Встрепенулась мать, продает одежу, продает полотно. Полетела чайкой.
Век прожила, нигде не бывала, на старости довелось…
Ехала в Екатеринослав, завернула дочку проведать.
В самую пору поспела: сидит дочка у стола заплаканная, измученная… Увидела мать, припала к ее плечу, рыдает.
— Что, может, бьет?
— Увечит, бьет почитай каждый день!
Рассказывает: раньше не так все же, а вот как забрали братьев, житья не дает: братья твои враги мне, и ты мне враг. А тут прислал мне письмо Максим, хотела ему хоть рублевку отправить. Увидал — и давай бить. «Не смей, такая-сякая, этим босякам деньги посылать!»
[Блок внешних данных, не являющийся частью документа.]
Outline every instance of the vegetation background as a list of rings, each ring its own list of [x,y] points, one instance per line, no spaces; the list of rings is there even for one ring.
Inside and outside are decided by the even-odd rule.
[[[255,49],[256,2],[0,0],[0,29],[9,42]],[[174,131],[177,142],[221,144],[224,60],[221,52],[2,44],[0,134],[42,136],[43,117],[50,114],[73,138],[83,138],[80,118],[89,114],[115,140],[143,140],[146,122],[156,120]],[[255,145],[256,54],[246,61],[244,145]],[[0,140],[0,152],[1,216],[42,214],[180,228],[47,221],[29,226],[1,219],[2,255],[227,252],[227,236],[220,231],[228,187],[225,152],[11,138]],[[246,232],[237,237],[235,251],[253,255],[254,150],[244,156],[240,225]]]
Что-то загремело в сенях — задрожала.
— Чего ты, дочка?
— Он!
Умоляет:
— Мама, голубушка, коли бить станет, не заступайтесь!
— Не будет того, чтобы при мне мою плоть и кровь тут мучил, лучше из хаты уйду.
Вошел пьяный, красный, глаза, как угли, горят:
— С кем тут шепчешься?
Увидел — не поздоровался.
— Ага! Мать выписала? Думаешь, испугаюсь? Может, и эта за деньгами приехала? Попрошайки чортовы!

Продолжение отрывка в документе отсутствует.